With so many questions and facing his son’s burial on Thursday, Anderson related how he is “numb” and how he and his family members have been unable to sleep.

“I still don’t know what’s going on,” he said.

“I’m hearing from YouTube. I don’t know nothing. All I know is my son is dead. I’m still trying to figure out answers so I can sleep. I don’t sleep. My kids don’t sleep. I can’t even stay at home. My kids, they feel like they are unsafe at home. I’ve been buying motel rooms and I don’t have that type of money. I wasn’t prepared for this,” Anderson explained.

“My son needed help, and I don’t feel like they helped my son,” he said of law enforcement. “My son needed help, and I don’t feel like they helped my son … I feel like he doesn’t — without this, he would just be nobody. He’s just — it doesn’t matter, he’s just another guy. Just another child, just swept up under the rug and that’s it and forgotten about.”

Describing the agonizing realization that he won’t see his son again made Hannity visibly emotional as well.

“I wake up in the morning … I look for my son in the morning. He’s not there no more. You know I’m saying? It’s like I go in there, I’m kissing a picture. He’s not there,” the father said, sharing how he has been robbed of a future with his son.

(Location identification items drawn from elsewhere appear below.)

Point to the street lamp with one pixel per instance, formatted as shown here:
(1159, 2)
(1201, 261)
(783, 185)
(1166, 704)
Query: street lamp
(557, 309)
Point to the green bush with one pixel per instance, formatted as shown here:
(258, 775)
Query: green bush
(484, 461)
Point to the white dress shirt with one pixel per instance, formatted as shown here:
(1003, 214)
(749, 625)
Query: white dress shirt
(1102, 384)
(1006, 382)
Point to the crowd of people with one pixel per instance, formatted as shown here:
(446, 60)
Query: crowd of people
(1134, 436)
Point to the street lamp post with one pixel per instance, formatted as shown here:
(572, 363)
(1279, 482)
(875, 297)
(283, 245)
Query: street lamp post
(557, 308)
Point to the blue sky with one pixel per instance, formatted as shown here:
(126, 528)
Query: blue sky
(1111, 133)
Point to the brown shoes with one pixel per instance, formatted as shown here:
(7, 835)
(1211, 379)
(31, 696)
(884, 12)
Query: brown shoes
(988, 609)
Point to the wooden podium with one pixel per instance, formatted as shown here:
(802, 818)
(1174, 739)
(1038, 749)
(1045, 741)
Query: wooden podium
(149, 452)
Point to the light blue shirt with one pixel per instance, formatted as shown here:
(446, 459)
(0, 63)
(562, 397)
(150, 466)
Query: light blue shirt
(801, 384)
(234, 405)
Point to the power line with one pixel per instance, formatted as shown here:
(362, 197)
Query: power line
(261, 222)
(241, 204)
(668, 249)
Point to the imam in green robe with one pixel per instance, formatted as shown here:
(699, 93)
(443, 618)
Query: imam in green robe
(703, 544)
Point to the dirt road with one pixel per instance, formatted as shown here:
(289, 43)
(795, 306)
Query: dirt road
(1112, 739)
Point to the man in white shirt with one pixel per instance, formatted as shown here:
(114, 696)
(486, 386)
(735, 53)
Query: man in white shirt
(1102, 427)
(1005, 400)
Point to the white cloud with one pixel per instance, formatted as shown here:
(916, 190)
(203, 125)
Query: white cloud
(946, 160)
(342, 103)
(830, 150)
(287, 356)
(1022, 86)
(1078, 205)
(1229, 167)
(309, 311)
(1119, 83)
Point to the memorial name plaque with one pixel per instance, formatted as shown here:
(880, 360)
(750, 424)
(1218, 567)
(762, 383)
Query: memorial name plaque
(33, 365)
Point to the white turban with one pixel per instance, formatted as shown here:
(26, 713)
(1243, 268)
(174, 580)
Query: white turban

“You’re taking away generations,” he said. “You’re taking away our youth. You are taking away, my son never had a chance to have another child. My grandbaby would never be … that’s a generation taken from me.”

Despite the tragedy, Anderson told Hannity he is “being a Christian now, in my heart.”

“Everything is in God’s hands now,” he said. “God’s going to take care of it, I feel like … God is going to take care of me and he is going to take care of my son.”